Greg Peters

Profile
- Position: Offensive guard

Personal information
- Born: April 27, 1955 (age 71) Fort Belvoir, Virginia, U.S.
- Listed height: 6 ft 7 in (2.01 m)
- Listed weight: 257 lb (117 kg)

Career information
- High school: Los Gatos (Los Gatos, California)
- College: California
- NFL draft: 1977: 12th round, 332nd overall pick

Career history
- Dallas Cowboys (1977);

Awards and highlights
- Super Bowl champion (XII);

= Greg Peters (American football) =

American football player (born 1955)

Greg Peters (born April 27, 1955) is an American former football offensive guard in the National Football League (NFL) for the Dallas Cowboys. He played college football at the University of California, Berkeley.

==Early life==
Peters attended Los Gatos High School, where he was a three-year starter at defensive tackle and a two-time All-league selection.

As a senior, he was a two-way player at tackle. He received Most Valuable Lineman in the West Valley Athletic League and All-Central Coast Section honors at the end of the season. He also practiced wrestling.

==College career==
Peters accepted a football scholarship from the University of California, Berkeley. As a junior, he was a starter at defensive tackle and contributed to the team winning a Pac-8 co-championship in 1975.

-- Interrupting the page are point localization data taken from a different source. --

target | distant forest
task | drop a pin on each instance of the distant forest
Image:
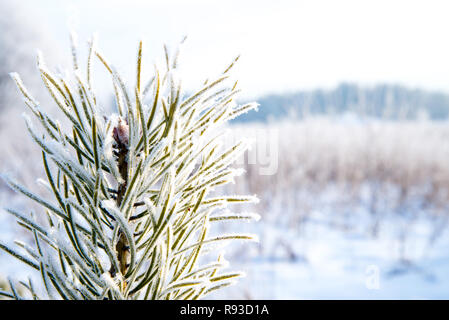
(392, 102)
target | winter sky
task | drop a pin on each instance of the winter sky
(285, 45)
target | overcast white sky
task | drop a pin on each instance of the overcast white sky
(285, 45)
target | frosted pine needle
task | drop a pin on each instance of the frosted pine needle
(132, 206)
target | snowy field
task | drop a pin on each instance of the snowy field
(326, 232)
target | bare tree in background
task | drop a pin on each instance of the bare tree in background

As a senior, he was converted into an offensive guard and was named a starter.

==Professional career==
Peters was selected by the Dallas Cowboys in the 12th round (332nd overall) of the 1977 NFL draft. He suffered a knee injury during rookie camp on July 17 and was lost for the season. He was placed on the injured reserve list on August 11. The Cowboys would go on to win Super Bowl XII. He was waived on August 24, 1978.